Methods: We identified 48 acute and 20 history of HBV infection ALF patients from the US ALF Study Group registry (> 3400 patients). The inclusion criteria were age > 18 years, diagnosis of HBV-ALF with hepatic encephalopathy and INR ≥ 1.5. Data were collected from ICU admission through day 21. Serum collected at admission and at days 3-5 were used for cytokine quantification by Luminex and novel HBV biomarkers, genotypes and variants.
Results: In 48 acute (50% F, median age 40 years) and 20 history/reactivation (40% F, median age 53 years) HBV-ALF patients, there were 26 (54%) and 5 (25%) TFS, respectively.
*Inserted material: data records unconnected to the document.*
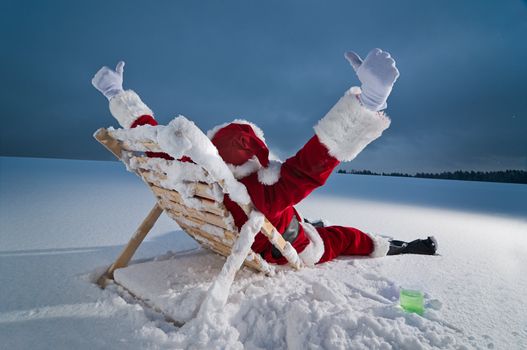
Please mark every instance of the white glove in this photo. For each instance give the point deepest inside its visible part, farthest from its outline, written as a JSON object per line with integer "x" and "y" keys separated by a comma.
{"x": 377, "y": 74}
{"x": 109, "y": 82}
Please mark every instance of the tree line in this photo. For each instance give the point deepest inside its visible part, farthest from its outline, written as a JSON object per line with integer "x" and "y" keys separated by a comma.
{"x": 509, "y": 176}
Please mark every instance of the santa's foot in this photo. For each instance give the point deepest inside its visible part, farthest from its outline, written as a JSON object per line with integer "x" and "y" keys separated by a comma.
{"x": 426, "y": 246}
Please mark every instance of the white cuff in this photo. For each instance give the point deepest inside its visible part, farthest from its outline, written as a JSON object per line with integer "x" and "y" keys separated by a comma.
{"x": 126, "y": 107}
{"x": 315, "y": 249}
{"x": 349, "y": 127}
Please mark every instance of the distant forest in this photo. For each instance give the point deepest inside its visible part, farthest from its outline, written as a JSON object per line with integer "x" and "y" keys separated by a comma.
{"x": 509, "y": 176}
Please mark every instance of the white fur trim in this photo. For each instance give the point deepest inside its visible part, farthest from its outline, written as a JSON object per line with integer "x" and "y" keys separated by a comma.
{"x": 126, "y": 107}
{"x": 349, "y": 127}
{"x": 380, "y": 246}
{"x": 257, "y": 130}
{"x": 315, "y": 249}
{"x": 246, "y": 169}
{"x": 271, "y": 174}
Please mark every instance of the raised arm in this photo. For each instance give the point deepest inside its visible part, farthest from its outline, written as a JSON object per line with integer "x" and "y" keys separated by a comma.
{"x": 341, "y": 135}
{"x": 125, "y": 106}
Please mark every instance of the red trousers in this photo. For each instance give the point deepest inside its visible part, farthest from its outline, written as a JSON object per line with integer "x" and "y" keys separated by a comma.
{"x": 340, "y": 240}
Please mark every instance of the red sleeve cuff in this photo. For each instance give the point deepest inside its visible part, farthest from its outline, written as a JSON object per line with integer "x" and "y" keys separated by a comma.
{"x": 144, "y": 120}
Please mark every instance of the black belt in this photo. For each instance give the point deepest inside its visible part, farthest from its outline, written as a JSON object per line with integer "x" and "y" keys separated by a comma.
{"x": 290, "y": 234}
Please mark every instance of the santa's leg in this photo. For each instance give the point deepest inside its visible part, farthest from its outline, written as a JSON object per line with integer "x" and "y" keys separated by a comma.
{"x": 340, "y": 240}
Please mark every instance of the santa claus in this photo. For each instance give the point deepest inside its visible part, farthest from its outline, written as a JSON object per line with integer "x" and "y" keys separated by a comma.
{"x": 275, "y": 187}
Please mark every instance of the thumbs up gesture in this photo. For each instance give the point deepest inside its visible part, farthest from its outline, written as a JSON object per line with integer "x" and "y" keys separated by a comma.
{"x": 377, "y": 74}
{"x": 109, "y": 82}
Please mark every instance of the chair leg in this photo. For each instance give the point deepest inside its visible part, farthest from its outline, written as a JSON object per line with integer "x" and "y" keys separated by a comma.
{"x": 126, "y": 255}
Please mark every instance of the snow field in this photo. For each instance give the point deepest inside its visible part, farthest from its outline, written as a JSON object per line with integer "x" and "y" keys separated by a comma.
{"x": 62, "y": 221}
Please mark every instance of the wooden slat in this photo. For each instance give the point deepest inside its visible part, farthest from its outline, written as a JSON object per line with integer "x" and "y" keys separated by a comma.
{"x": 221, "y": 248}
{"x": 194, "y": 231}
{"x": 109, "y": 142}
{"x": 147, "y": 146}
{"x": 202, "y": 217}
{"x": 201, "y": 189}
{"x": 172, "y": 195}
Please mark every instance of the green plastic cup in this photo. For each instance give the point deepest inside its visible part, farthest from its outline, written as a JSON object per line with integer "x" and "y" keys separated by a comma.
{"x": 412, "y": 301}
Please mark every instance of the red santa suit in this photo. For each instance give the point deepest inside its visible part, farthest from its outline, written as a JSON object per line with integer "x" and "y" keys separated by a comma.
{"x": 275, "y": 187}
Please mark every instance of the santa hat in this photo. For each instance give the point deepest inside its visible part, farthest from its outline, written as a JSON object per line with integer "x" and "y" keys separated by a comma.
{"x": 239, "y": 142}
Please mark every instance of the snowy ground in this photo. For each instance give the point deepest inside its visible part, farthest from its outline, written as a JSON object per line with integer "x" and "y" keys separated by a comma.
{"x": 62, "y": 220}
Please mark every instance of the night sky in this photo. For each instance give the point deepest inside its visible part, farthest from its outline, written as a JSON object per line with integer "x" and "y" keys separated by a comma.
{"x": 460, "y": 102}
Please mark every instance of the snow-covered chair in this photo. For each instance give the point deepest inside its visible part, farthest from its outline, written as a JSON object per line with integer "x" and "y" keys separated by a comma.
{"x": 192, "y": 194}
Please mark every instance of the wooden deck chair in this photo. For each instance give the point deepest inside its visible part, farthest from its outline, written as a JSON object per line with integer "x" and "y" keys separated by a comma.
{"x": 193, "y": 201}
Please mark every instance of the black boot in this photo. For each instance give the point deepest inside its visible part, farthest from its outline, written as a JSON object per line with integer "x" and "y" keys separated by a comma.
{"x": 419, "y": 246}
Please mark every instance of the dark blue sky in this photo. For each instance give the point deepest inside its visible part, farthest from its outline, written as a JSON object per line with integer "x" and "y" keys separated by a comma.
{"x": 460, "y": 103}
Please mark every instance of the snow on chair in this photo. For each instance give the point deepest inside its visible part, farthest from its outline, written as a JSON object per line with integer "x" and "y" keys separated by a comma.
{"x": 192, "y": 194}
Detectable HBV DNA by clinical PCR assay (median 3.39 log10IU/mL, aOR 5.308; 95% CI: 1.217-23.155, p = 0.026) and qAHBc levels (median 4.5 log10IU/mL, aOR 4.466, 95% CI: 0.968-20.608, p = 0.050) were associated with TFS in acute HBV-ALF patients. HBV variants associated with anti-viral immune escape were more frequently detected in acute HBV-ALF TFS patients compared to non-TFS (p < 0.05). TFS with acute HBV-ALF had higher angiogenic factors (PDGF-AA, p = 0.008; PDGF-BB, p = 0.0006; VEGF-A, p = 0.014) and lower pro-inflammatory cytokine levels (IL-1α, p = 0.031; IL-2, p = 0.014; IL-6, p = 0.039). Significant differences in HBV viremia were not observed in history/reactivation of HBV-ALF patients.
Conclusions: Acute HBV-ALF patients with TFS were often viremic with immune escape variants, increased angiogenic factors and decreased pro-inflammatory cytokines.
Trial registration: ClinicalTrials.gov identifier: NCT00518440.
Keywords: acute liver failure; cytokines; hepatitis B; hepatitis B virus quasispecies; transplant‐free survival.
© 2025 The Author(s). Liver International published by John Wiley & Sons Ltd.
Conflict of interest statement
Nishi H. Patel, Annie Y. Chen, Carla Osiowy, Valerie Durkalski Mauldin, William M. Lee declare no conflicts of interest. Constantine J. Karvellas: Consulting ad hoc for Baxter, Grifols, Morphocell. Carla S. Coffin: Advisory boards and Speaker Fees: Altimmune Pharmaceuticals, Janssen, Roche, GSK (paid to the University of Calgary). Investigator Initiated Grants: Gilead, GSK, Janssen (paid to the University of Calgary the Canadian HBV Network).